Post Mortem is Gary Bell’s second novel, and once again co-written with Scott Kershaw. This time Elliot Rook QC and his pupil, Zara Barnes, find the cases they are each defending are closely intertwined. Rook has been retained to defend a junior prison officer at HMP Wormwood Scrubs who is accused of smuggling drugs into the prison; and Zara Barnes is trying to get her young client off a drug dealing charge.

Of course neither case is straightforward. Rook’s client, Charli Meadows, is a young, single mum struggling to make ends meet, and there’s no doubt the drugs were found in her car. What’s at issue is whether she was the one to put them there.

Zara’s client was in the wrong place at the wrong time, arrested by the police in a pub that was being raided. He hadn’t had any drugs on him when he was arrested and the police don’t seem interested in questioning why he was there. But they definitely don’t want him out on bail.

The story is actually pretty pacey, and everything traces back to a power struggle between drug gangs. But the senior criminals are shadowy figures, known of and talked about but never seen. As the court deadlines loom, Rook and Barnes race around trying to gather the evidence they need to clear their respective clients and in between times there are death threats, chases, and even fighting dogs.

The legal scenes are fun too, with a good cast of characters in the barristers’ chambers and the courts. At times it’s a sort of cross between Kavanagh QC and Rumpole of the Bailey.

You have to suspend your disbelief reading these books. The idea that a QC, however chequered his past, would have so much hands-on involvement in solving crimes is ridiculous. But somehow Gary Bell manages to carry it off with these stories. His debut novel (Beyond Reasonable Doubt) had a really unexpected twist at the end; and this one does too.
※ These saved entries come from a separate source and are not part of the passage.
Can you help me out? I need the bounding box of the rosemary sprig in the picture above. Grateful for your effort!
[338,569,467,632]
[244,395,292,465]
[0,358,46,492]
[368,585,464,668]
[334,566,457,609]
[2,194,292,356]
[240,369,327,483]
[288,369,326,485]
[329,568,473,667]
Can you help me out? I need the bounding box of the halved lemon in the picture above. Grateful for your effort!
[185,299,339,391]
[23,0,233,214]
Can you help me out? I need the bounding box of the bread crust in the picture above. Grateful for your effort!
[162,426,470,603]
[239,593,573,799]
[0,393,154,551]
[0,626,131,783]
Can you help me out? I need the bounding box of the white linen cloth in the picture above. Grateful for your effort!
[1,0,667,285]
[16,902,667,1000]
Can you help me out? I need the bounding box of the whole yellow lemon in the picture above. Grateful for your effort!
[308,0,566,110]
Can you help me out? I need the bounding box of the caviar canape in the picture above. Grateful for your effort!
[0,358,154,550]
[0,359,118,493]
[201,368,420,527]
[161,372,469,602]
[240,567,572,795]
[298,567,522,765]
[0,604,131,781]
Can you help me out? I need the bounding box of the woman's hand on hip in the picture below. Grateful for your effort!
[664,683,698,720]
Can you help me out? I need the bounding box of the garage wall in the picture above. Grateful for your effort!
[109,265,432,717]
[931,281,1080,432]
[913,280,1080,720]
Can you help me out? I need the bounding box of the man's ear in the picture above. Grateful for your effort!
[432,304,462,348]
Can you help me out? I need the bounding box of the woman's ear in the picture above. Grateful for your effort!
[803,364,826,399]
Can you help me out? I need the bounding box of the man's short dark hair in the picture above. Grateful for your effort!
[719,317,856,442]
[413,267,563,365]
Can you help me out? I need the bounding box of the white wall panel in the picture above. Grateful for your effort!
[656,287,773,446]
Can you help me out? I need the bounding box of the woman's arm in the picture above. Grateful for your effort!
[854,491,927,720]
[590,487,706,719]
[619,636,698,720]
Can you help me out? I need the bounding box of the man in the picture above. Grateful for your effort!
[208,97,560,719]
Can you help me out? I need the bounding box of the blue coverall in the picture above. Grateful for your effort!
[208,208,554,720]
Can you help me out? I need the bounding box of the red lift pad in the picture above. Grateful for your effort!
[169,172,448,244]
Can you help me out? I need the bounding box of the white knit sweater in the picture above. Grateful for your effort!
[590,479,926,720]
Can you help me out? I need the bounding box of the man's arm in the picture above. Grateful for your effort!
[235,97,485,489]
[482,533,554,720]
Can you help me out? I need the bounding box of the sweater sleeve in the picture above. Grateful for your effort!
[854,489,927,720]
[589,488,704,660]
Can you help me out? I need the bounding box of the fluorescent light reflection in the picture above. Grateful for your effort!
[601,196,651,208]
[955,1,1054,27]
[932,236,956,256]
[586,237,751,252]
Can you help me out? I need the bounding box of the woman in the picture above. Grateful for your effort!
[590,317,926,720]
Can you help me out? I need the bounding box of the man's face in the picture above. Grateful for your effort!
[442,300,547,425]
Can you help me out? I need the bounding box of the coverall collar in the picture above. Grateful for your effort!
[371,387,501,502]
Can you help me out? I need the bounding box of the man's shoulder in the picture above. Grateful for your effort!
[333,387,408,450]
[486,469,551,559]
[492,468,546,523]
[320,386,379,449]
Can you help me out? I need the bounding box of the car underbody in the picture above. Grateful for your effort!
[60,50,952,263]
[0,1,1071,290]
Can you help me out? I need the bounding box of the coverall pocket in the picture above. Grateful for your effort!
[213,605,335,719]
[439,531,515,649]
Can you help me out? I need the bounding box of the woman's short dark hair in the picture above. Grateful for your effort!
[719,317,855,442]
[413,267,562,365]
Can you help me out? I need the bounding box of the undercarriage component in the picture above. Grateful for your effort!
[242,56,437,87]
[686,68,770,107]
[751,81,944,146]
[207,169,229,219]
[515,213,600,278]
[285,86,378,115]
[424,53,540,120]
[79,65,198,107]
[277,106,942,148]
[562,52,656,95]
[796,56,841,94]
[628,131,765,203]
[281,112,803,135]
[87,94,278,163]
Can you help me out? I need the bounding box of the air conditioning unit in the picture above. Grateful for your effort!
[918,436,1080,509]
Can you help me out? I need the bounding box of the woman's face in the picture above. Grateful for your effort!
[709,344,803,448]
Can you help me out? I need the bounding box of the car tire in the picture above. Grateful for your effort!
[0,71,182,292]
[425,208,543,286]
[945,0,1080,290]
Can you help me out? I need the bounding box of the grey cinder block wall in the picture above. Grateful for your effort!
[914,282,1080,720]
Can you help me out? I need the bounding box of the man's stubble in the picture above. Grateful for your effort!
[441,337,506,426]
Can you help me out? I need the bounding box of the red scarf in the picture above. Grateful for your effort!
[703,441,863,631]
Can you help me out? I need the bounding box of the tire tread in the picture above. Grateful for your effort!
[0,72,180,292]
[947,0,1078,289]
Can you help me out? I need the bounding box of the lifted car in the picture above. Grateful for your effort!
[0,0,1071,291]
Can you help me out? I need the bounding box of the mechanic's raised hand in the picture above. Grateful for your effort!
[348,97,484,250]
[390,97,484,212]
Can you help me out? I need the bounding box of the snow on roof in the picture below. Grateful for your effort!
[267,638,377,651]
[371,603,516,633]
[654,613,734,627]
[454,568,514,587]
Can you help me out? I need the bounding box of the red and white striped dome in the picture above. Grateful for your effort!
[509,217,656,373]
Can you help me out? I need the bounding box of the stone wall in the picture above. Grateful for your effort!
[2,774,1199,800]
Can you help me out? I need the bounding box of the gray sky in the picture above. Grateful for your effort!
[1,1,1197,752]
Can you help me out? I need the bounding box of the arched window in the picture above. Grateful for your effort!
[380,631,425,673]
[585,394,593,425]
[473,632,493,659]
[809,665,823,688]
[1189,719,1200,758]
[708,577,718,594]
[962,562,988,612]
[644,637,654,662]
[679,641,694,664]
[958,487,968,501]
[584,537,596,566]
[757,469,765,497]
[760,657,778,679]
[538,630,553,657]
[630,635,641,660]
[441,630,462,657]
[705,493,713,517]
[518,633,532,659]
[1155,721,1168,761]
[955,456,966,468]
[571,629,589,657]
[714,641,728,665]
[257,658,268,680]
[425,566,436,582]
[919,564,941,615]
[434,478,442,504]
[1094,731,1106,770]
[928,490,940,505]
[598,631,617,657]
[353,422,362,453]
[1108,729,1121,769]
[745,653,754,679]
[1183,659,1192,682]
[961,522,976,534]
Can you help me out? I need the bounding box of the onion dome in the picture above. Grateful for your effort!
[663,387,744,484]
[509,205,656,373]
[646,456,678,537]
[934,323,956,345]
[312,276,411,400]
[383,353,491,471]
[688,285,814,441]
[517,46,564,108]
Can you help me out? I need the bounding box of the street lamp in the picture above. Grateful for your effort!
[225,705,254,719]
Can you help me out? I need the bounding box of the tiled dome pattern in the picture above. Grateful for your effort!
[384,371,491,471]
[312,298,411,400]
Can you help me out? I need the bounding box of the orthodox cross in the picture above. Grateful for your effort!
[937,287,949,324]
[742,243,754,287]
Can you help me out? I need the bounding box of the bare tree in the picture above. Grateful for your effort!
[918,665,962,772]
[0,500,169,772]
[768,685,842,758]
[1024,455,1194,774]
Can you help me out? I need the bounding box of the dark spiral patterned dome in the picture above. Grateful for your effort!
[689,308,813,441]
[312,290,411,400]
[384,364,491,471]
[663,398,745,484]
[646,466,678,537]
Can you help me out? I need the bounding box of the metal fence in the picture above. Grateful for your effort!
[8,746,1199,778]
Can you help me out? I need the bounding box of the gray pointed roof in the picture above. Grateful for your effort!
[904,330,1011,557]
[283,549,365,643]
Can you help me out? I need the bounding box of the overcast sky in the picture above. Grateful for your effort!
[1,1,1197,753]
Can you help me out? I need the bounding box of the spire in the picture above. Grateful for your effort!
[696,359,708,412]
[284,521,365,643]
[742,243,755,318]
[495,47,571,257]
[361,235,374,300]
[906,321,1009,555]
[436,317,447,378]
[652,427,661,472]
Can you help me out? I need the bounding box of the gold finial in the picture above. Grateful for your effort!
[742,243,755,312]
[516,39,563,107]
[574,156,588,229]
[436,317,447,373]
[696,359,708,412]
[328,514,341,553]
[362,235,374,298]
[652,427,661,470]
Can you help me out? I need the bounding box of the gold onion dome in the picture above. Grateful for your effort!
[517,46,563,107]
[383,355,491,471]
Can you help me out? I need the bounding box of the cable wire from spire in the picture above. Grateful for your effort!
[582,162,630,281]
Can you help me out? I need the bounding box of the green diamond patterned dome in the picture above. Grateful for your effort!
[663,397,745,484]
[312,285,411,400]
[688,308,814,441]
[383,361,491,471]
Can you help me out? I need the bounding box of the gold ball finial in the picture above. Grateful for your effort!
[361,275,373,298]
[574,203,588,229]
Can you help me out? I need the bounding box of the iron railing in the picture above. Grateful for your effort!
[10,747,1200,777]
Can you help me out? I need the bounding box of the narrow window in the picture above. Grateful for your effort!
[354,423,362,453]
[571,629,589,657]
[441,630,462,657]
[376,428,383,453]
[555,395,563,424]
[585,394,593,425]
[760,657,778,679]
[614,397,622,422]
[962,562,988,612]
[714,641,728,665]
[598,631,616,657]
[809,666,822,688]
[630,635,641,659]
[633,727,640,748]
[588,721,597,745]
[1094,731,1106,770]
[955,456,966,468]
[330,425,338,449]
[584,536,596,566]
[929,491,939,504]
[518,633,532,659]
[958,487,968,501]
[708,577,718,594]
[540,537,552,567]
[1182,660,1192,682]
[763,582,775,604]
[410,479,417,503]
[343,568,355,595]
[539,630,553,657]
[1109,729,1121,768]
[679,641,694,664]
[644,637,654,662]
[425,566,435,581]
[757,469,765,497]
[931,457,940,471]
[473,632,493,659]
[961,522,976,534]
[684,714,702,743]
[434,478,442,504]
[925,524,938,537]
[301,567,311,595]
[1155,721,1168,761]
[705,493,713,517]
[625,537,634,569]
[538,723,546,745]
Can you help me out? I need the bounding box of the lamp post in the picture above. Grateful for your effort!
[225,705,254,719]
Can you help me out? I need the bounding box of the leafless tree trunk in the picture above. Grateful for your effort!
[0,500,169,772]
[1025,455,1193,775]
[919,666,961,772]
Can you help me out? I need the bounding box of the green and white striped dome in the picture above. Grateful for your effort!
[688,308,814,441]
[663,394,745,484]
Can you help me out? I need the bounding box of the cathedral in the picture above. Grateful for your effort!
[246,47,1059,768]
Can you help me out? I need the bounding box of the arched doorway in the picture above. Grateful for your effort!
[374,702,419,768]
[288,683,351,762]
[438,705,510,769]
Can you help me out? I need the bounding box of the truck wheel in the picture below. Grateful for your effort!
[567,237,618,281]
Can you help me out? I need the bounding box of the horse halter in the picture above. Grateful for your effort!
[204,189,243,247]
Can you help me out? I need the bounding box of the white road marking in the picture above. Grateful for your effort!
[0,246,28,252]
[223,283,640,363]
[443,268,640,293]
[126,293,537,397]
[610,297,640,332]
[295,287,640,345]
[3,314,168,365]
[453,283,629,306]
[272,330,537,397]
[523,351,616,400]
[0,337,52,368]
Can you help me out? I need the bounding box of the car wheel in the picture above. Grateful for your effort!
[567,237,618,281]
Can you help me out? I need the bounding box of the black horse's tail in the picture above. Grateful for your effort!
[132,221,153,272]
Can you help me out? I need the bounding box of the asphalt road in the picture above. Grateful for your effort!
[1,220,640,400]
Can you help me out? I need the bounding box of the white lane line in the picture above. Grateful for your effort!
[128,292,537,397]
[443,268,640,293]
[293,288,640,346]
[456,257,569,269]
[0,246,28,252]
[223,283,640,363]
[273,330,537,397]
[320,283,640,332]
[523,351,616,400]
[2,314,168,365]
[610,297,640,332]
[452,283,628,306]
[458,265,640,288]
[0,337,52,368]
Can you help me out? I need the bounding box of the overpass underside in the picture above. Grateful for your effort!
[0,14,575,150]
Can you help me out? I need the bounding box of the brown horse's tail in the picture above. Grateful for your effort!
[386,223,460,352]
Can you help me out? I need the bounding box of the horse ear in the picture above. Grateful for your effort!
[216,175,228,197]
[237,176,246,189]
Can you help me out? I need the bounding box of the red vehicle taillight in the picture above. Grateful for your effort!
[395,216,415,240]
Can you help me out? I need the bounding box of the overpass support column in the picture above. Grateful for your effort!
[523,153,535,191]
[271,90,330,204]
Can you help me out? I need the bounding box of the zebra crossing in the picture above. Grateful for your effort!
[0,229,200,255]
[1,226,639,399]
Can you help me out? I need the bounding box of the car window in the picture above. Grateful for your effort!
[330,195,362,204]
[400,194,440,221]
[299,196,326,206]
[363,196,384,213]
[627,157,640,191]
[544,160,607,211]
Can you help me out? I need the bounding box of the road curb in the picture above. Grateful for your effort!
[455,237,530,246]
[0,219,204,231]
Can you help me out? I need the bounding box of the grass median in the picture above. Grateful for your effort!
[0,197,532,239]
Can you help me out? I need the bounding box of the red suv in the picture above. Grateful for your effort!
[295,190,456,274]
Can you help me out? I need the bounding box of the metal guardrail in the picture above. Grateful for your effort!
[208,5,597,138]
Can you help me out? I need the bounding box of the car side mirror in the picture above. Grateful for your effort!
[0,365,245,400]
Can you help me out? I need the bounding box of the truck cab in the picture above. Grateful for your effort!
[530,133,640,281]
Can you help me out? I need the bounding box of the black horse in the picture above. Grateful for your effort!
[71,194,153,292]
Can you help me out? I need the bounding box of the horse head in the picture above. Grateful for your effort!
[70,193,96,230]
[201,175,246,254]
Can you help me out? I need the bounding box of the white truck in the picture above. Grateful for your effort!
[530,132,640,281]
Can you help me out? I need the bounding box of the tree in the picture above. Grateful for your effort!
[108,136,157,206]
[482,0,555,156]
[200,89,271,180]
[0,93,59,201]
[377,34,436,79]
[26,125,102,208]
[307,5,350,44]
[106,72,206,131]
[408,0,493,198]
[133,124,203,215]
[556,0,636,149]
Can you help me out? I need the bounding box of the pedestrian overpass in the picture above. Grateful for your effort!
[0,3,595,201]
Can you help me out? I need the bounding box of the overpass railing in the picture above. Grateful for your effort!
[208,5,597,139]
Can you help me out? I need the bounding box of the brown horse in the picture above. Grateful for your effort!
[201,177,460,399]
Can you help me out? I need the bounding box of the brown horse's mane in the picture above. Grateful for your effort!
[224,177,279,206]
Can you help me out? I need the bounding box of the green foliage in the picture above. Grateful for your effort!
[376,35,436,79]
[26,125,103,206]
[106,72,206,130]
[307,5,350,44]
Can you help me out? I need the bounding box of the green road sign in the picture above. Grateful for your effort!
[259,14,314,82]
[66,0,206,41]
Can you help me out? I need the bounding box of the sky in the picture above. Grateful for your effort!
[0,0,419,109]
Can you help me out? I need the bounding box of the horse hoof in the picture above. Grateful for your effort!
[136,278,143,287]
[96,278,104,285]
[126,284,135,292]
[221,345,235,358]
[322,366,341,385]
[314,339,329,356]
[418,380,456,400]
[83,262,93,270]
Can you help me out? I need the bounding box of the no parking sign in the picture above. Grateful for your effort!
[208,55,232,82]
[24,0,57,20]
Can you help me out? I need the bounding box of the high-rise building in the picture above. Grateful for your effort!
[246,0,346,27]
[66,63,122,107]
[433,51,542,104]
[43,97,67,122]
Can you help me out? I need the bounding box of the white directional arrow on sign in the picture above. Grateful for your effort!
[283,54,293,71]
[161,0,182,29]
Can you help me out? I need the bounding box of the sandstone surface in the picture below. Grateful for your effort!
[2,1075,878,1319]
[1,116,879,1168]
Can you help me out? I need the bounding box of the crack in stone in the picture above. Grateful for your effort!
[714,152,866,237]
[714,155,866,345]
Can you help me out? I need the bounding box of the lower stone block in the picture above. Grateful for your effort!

These are good whodunnits, easy to read and lots of fun. Rook and Barnes make a good pair, bouncing ideas off each other and pulling at the clues until they’ve worked things out. This is described as a legal thriller on the cover, and that’s what it is. There are no great insights into character or cause. It’s just an enjoyable read and none the worse for that. I’m looking forward to the next book in the series. 4-Stars.